Supramolecular Assembly and Nanotechnology Control
Controlling and manipulating matter at the nanometric scale represents one of the mayor goals of nowadays science. Along these lines, the self-assembly of small monomers offers a great opportunity to generate nanometric structures with controlled topology. We know how to design and prepare peptide nanotubes and we can control the diameter and properties of these nanotubes by simply varying the sequence of the peptide used. We have recently used rationally designed hydrophilic cyclopeptides with a pyrene artificial amino acid to prepare hybrid tubular structures with carbon nanotubes.
Proposed model of coupling between SCPNs and SWCNTs.

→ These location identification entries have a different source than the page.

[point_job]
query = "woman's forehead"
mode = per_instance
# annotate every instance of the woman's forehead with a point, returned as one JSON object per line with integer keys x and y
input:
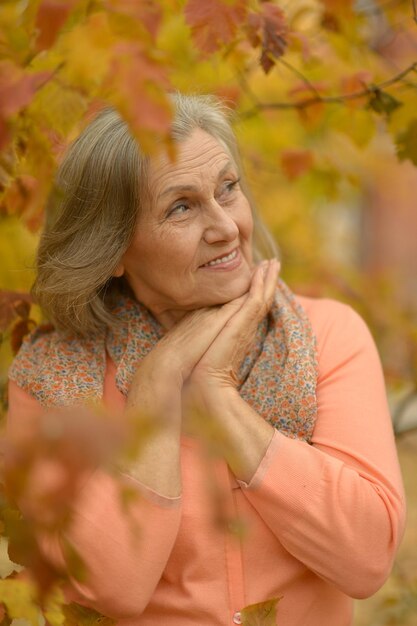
{"x": 199, "y": 155}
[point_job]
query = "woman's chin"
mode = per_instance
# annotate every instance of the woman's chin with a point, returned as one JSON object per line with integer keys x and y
{"x": 229, "y": 292}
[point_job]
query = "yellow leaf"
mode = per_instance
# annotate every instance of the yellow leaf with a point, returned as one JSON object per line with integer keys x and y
{"x": 87, "y": 49}
{"x": 261, "y": 614}
{"x": 19, "y": 598}
{"x": 77, "y": 615}
{"x": 58, "y": 106}
{"x": 53, "y": 611}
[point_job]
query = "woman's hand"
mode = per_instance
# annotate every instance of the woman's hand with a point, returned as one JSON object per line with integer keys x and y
{"x": 220, "y": 363}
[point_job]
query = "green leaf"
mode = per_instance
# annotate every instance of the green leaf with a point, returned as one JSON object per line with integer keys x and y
{"x": 18, "y": 596}
{"x": 383, "y": 102}
{"x": 407, "y": 143}
{"x": 261, "y": 614}
{"x": 76, "y": 615}
{"x": 53, "y": 611}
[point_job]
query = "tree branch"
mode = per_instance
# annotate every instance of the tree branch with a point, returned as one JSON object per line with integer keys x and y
{"x": 339, "y": 99}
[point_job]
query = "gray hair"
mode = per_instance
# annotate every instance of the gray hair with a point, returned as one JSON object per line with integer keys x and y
{"x": 93, "y": 209}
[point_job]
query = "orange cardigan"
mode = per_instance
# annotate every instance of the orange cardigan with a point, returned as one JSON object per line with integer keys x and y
{"x": 322, "y": 522}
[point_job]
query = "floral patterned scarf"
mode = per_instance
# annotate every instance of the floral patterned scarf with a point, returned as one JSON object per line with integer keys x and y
{"x": 277, "y": 378}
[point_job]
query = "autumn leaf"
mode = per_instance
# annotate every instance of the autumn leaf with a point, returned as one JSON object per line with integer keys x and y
{"x": 135, "y": 71}
{"x": 407, "y": 143}
{"x": 19, "y": 332}
{"x": 296, "y": 162}
{"x": 353, "y": 84}
{"x": 17, "y": 88}
{"x": 18, "y": 596}
{"x": 261, "y": 614}
{"x": 146, "y": 12}
{"x": 382, "y": 102}
{"x": 214, "y": 23}
{"x": 13, "y": 304}
{"x": 51, "y": 16}
{"x": 77, "y": 615}
{"x": 268, "y": 29}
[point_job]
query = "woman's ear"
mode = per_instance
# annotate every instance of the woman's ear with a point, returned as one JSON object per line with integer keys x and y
{"x": 119, "y": 271}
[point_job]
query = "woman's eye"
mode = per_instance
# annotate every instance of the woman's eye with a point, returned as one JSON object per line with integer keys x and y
{"x": 228, "y": 187}
{"x": 179, "y": 209}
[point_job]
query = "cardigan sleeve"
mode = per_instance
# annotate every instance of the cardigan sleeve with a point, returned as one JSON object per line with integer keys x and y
{"x": 338, "y": 505}
{"x": 124, "y": 553}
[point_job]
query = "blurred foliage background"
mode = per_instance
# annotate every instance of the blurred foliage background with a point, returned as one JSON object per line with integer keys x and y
{"x": 324, "y": 100}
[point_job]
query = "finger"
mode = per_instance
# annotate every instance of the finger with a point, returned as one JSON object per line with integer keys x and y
{"x": 271, "y": 282}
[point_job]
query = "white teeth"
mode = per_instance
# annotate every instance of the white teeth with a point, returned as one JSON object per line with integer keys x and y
{"x": 223, "y": 259}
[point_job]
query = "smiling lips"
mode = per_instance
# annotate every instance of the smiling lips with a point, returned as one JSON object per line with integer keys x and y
{"x": 228, "y": 261}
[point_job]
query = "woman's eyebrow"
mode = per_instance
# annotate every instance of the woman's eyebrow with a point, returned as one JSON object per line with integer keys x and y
{"x": 182, "y": 188}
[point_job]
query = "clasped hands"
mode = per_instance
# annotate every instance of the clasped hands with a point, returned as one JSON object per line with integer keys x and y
{"x": 200, "y": 356}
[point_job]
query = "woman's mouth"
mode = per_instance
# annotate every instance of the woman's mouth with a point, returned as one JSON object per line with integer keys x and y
{"x": 226, "y": 262}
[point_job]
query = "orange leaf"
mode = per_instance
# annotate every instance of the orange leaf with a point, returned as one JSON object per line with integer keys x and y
{"x": 147, "y": 12}
{"x": 269, "y": 30}
{"x": 16, "y": 91}
{"x": 13, "y": 304}
{"x": 353, "y": 83}
{"x": 21, "y": 196}
{"x": 296, "y": 162}
{"x": 214, "y": 22}
{"x": 51, "y": 16}
{"x": 19, "y": 332}
{"x": 139, "y": 84}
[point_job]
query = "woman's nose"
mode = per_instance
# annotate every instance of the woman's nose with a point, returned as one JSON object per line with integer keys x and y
{"x": 220, "y": 225}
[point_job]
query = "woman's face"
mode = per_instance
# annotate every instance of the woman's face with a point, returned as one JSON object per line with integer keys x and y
{"x": 192, "y": 245}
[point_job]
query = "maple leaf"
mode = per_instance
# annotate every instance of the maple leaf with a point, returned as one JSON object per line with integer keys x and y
{"x": 17, "y": 88}
{"x": 137, "y": 86}
{"x": 261, "y": 613}
{"x": 51, "y": 16}
{"x": 19, "y": 599}
{"x": 382, "y": 102}
{"x": 13, "y": 304}
{"x": 214, "y": 23}
{"x": 296, "y": 162}
{"x": 146, "y": 12}
{"x": 19, "y": 332}
{"x": 354, "y": 83}
{"x": 268, "y": 29}
{"x": 407, "y": 143}
{"x": 77, "y": 615}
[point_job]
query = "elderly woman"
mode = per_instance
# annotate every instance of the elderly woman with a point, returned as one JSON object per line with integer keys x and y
{"x": 151, "y": 272}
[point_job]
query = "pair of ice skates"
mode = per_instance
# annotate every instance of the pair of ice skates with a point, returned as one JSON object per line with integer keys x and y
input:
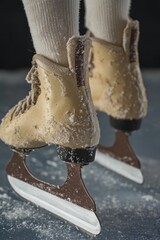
{"x": 59, "y": 111}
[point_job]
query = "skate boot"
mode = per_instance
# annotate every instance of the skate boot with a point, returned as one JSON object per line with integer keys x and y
{"x": 117, "y": 89}
{"x": 58, "y": 111}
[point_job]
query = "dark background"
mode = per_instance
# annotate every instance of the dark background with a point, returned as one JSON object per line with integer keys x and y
{"x": 16, "y": 44}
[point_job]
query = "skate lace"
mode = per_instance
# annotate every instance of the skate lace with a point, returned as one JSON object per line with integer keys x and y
{"x": 31, "y": 99}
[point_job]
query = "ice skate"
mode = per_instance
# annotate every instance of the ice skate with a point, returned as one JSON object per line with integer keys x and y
{"x": 117, "y": 89}
{"x": 58, "y": 111}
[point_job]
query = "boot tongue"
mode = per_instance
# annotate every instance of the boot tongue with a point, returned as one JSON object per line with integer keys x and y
{"x": 130, "y": 40}
{"x": 78, "y": 57}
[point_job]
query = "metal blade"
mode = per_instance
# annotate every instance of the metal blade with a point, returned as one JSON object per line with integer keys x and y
{"x": 79, "y": 216}
{"x": 120, "y": 167}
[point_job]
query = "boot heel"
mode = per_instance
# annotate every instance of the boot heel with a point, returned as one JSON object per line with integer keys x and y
{"x": 78, "y": 155}
{"x": 125, "y": 124}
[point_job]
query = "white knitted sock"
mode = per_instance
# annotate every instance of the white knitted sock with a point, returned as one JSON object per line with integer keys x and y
{"x": 52, "y": 23}
{"x": 106, "y": 19}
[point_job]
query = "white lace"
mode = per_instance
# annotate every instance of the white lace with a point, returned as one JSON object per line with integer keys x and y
{"x": 31, "y": 99}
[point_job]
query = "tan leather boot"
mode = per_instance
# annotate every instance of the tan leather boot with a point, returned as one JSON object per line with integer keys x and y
{"x": 115, "y": 79}
{"x": 59, "y": 108}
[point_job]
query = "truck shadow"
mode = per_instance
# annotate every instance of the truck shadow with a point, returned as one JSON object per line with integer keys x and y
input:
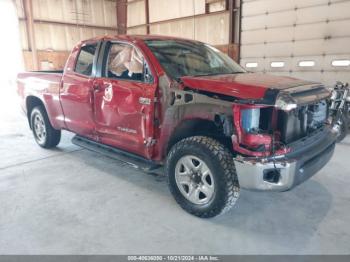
{"x": 290, "y": 217}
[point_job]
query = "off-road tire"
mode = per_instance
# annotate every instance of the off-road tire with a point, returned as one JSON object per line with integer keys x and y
{"x": 219, "y": 160}
{"x": 52, "y": 137}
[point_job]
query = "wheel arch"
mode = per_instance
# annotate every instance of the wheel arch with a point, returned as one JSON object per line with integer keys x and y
{"x": 200, "y": 127}
{"x": 32, "y": 102}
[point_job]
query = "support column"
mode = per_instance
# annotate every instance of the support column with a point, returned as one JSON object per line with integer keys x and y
{"x": 28, "y": 10}
{"x": 147, "y": 16}
{"x": 122, "y": 6}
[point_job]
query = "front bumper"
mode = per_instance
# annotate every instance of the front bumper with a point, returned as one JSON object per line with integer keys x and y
{"x": 282, "y": 173}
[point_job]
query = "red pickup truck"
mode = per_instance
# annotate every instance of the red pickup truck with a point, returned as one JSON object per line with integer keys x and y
{"x": 154, "y": 101}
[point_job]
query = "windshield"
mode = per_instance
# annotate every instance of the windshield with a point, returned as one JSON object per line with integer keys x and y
{"x": 186, "y": 58}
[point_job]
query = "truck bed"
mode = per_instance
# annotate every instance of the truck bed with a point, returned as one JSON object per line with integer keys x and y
{"x": 43, "y": 86}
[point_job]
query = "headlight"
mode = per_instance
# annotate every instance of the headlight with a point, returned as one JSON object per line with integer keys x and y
{"x": 334, "y": 95}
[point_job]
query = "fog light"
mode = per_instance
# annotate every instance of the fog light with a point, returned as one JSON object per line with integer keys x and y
{"x": 272, "y": 175}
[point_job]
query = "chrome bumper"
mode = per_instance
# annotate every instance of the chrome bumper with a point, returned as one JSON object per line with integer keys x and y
{"x": 287, "y": 171}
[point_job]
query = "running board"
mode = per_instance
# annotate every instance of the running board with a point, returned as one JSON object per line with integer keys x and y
{"x": 128, "y": 158}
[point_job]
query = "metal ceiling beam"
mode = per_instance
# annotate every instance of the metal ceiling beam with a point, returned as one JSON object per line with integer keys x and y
{"x": 42, "y": 21}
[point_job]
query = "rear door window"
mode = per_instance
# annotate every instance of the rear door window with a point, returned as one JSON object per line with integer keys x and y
{"x": 85, "y": 60}
{"x": 126, "y": 62}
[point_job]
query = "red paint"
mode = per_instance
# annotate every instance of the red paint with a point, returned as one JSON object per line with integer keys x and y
{"x": 75, "y": 102}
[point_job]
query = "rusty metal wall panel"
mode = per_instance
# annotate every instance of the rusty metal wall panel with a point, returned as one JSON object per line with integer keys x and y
{"x": 136, "y": 13}
{"x": 280, "y": 36}
{"x": 160, "y": 10}
{"x": 89, "y": 12}
{"x": 142, "y": 30}
{"x": 212, "y": 29}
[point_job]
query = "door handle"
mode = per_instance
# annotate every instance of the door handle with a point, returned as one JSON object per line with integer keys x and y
{"x": 96, "y": 87}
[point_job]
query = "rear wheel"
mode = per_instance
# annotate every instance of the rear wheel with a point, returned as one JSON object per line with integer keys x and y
{"x": 45, "y": 135}
{"x": 202, "y": 177}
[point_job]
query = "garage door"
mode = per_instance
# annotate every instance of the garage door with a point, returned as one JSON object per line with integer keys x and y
{"x": 308, "y": 39}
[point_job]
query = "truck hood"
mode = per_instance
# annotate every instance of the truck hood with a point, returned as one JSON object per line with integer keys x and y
{"x": 243, "y": 86}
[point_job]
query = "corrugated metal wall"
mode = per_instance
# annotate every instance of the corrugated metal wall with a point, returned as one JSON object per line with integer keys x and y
{"x": 175, "y": 18}
{"x": 309, "y": 39}
{"x": 60, "y": 24}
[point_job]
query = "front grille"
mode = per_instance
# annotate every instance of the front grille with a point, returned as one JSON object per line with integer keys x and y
{"x": 301, "y": 121}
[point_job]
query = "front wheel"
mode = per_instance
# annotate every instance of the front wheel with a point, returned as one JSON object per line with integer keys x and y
{"x": 202, "y": 176}
{"x": 45, "y": 135}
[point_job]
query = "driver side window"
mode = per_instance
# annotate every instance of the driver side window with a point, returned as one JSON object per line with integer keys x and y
{"x": 126, "y": 62}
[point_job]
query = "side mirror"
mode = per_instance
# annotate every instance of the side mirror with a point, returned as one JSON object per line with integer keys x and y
{"x": 148, "y": 78}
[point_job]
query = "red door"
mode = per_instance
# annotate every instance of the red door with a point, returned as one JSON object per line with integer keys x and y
{"x": 124, "y": 110}
{"x": 76, "y": 94}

Differential Sensing in Lipid Bilayers
The olfactory reception system allow us, the human beings, to distinguish around 10.000 different odours with only 350 olfactory receptors. Incompatibility with a 1 to 1 recognition this sensorial system requires the assistance of cross-responsive interactions to create spatial maps that are recognized as unique fingerprints in the brain. We have applied these lesson from nature to construct differential sensors for the discrimination of many different analytes. For instance volatile hydrophobic molecules such as single atom carbon atoms (octanal, nonanal, decanal) cis/trans isomers or even enantiomers. Click here to read more about about it! We have recently developed a differential sensing system, operating in lipid bilayer membranes, for the challenging discrimination of complex polymers with biological relevance. We have been able to differentiate single, double stranded and short nucleotides sequences with single nucleobase resolution. Click the graph to read the tale of the first DNA artificial nose!
A) Set of different cationic reactive counteirons Arg1Ox3, Arg2Ox3, Arg2Ox4. B) Formation of the oxime-amphiphiles Arg1(OxT10)3/DNA activated neutral complex that translocate the membrane. C) Fluorescence fingerprints of different anionic biopolymers allow discrimination trough pattern recognition.